Marketing? Yes, marketing. All the job search activities matter. Your letter explains why your resume is on that computer or on the desk and why they should interview you! That is your “sales brochure.”
Resumes are the beginning. There are established formats and the one you choose should be based on whether you are looking for positions continuing in their career field or changing careers. There are 3 basic resume formats
- Chronological or Reverse Chronological and is description of your career. Work backwards, most recent to most past and use action verbs. Bullet points lead the eye and are great to use as well prejudicial use of bolding and underlining. Less is more. Maybe BOLD for where you work and underlining for your job titles, might be helpful.
- Skills-Based or Functional is also a description of your career. The difference is the focus. Generally, if you are looking to change careers, this format is for you…except what if you worked for well-known Fortune 500 companies?
- Combination of both chronological and functional…

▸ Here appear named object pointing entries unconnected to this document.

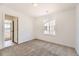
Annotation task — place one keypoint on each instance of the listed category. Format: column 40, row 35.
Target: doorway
column 10, row 31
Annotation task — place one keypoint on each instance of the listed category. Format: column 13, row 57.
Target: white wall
column 65, row 28
column 24, row 22
column 0, row 29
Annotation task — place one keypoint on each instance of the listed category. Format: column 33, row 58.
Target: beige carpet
column 37, row 48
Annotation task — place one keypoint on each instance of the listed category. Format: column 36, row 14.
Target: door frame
column 3, row 16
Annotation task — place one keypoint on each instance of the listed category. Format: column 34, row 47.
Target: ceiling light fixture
column 35, row 4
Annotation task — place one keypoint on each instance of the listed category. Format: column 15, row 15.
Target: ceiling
column 39, row 10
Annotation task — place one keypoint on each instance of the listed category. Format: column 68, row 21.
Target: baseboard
column 55, row 43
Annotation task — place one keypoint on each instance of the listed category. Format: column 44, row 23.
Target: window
column 49, row 27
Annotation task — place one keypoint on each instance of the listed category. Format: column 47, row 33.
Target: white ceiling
column 41, row 9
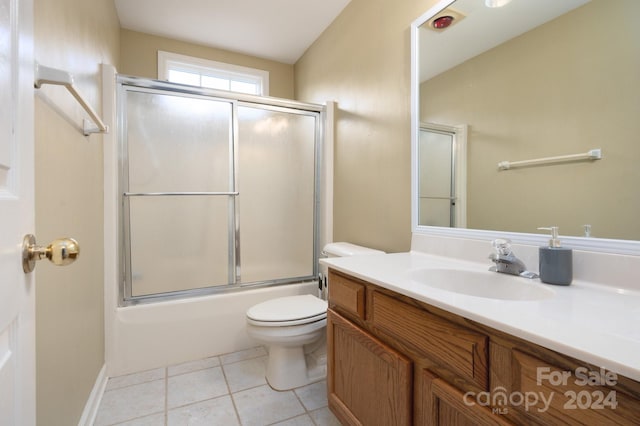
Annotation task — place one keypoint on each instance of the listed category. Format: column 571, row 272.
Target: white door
column 17, row 314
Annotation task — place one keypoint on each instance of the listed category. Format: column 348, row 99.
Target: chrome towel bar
column 47, row 75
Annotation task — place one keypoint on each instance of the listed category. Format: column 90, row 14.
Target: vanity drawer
column 346, row 293
column 461, row 351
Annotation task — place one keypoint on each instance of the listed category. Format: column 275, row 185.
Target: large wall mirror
column 530, row 80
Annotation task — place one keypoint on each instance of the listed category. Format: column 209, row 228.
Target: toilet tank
column 340, row 249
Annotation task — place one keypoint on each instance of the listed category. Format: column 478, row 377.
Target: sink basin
column 490, row 285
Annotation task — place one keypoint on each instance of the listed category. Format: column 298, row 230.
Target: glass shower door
column 276, row 180
column 179, row 173
column 218, row 192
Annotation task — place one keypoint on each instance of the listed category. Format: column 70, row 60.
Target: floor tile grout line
column 233, row 401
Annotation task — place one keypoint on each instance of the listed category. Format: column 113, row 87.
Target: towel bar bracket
column 48, row 75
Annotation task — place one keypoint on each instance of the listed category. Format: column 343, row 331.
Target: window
column 211, row 74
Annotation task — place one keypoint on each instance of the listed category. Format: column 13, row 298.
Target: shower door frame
column 127, row 83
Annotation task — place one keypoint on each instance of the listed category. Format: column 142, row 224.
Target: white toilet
column 294, row 329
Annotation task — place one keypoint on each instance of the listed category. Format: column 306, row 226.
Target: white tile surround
column 222, row 390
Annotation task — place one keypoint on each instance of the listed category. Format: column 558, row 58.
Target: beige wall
column 564, row 88
column 73, row 35
column 139, row 57
column 362, row 61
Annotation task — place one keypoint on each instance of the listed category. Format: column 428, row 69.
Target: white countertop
column 590, row 322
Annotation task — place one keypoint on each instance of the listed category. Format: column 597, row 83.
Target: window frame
column 206, row 67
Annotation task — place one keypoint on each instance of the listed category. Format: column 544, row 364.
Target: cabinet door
column 368, row 382
column 443, row 404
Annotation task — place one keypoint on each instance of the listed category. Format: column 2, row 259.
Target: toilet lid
column 290, row 308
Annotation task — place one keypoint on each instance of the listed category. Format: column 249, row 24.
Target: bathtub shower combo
column 218, row 192
column 218, row 200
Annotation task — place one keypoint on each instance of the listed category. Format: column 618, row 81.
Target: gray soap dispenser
column 555, row 261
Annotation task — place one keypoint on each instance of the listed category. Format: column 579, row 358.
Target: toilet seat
column 288, row 311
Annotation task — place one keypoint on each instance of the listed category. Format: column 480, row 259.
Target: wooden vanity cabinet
column 393, row 360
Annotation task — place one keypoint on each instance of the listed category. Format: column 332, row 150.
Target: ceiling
column 279, row 30
column 440, row 51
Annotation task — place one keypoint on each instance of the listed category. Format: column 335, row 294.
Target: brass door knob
column 61, row 252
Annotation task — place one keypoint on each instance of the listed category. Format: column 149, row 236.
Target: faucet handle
column 502, row 246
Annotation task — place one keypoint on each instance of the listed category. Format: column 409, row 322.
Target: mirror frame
column 603, row 245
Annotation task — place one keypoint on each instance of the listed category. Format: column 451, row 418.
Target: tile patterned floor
column 222, row 390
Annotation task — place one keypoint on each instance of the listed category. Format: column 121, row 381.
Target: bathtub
column 155, row 335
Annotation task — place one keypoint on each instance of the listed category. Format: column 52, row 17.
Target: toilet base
column 289, row 367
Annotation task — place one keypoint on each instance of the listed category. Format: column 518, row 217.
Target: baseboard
column 93, row 403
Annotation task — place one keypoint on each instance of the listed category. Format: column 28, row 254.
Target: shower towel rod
column 48, row 75
column 594, row 154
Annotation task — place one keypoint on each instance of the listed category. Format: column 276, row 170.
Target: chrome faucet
column 506, row 262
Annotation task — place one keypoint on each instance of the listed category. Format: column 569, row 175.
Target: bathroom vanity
column 401, row 352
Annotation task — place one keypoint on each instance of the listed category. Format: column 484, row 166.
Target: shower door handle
column 61, row 252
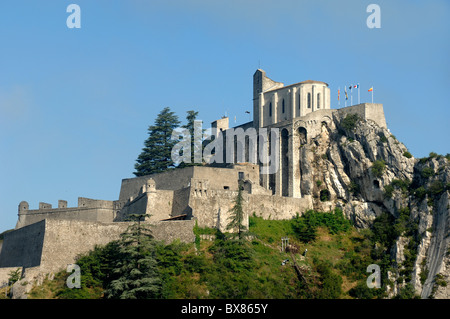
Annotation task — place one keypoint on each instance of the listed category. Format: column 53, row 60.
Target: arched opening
column 302, row 134
column 284, row 162
column 272, row 176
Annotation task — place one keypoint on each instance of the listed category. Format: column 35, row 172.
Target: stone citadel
column 46, row 239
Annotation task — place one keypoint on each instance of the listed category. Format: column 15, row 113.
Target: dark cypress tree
column 191, row 117
column 236, row 219
column 156, row 155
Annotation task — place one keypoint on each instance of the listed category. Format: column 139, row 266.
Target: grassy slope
column 269, row 279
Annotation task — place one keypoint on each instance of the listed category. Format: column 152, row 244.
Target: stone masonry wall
column 52, row 244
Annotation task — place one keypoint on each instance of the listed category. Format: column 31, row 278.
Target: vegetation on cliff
column 332, row 263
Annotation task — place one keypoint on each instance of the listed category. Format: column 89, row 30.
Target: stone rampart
column 52, row 244
column 87, row 210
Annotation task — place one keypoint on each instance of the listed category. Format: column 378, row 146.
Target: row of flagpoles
column 356, row 86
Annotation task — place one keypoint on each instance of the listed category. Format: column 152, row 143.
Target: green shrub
column 407, row 154
column 354, row 188
column 378, row 168
column 388, row 191
column 427, row 172
column 331, row 282
column 436, row 188
column 325, row 195
column 420, row 192
column 383, row 138
column 349, row 122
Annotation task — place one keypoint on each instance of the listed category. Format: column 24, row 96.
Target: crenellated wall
column 87, row 210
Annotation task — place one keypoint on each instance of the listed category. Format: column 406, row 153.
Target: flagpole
column 351, row 96
column 339, row 97
column 358, row 94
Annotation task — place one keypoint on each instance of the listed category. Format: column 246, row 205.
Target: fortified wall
column 47, row 239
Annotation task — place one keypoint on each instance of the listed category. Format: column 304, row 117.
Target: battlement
column 87, row 209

Regardless of the format,your name goes at the top with your mailing address, or, at least a geographical area, and, if willing to relocate, I’d say so. Don’t forget to include your phone number and email address. This is your professional email, not catsaregreat@…Try your initials, always a safe bet.
And, any time you can include/attach a cover letter, do. It’s a great marketing tool. It shows how you communicate and is your opportunity to emphasize what you can contribute to the company.
After the interview, which of course you’ll get, once you’ve submitted your terrific resume, you need to write a thank you for every interview that you go on! This means for first, second interview third…you keep sending Thank you letters each time you meet.
Job search correspondence matters and could make difference from winning the position and needing to check the want ads!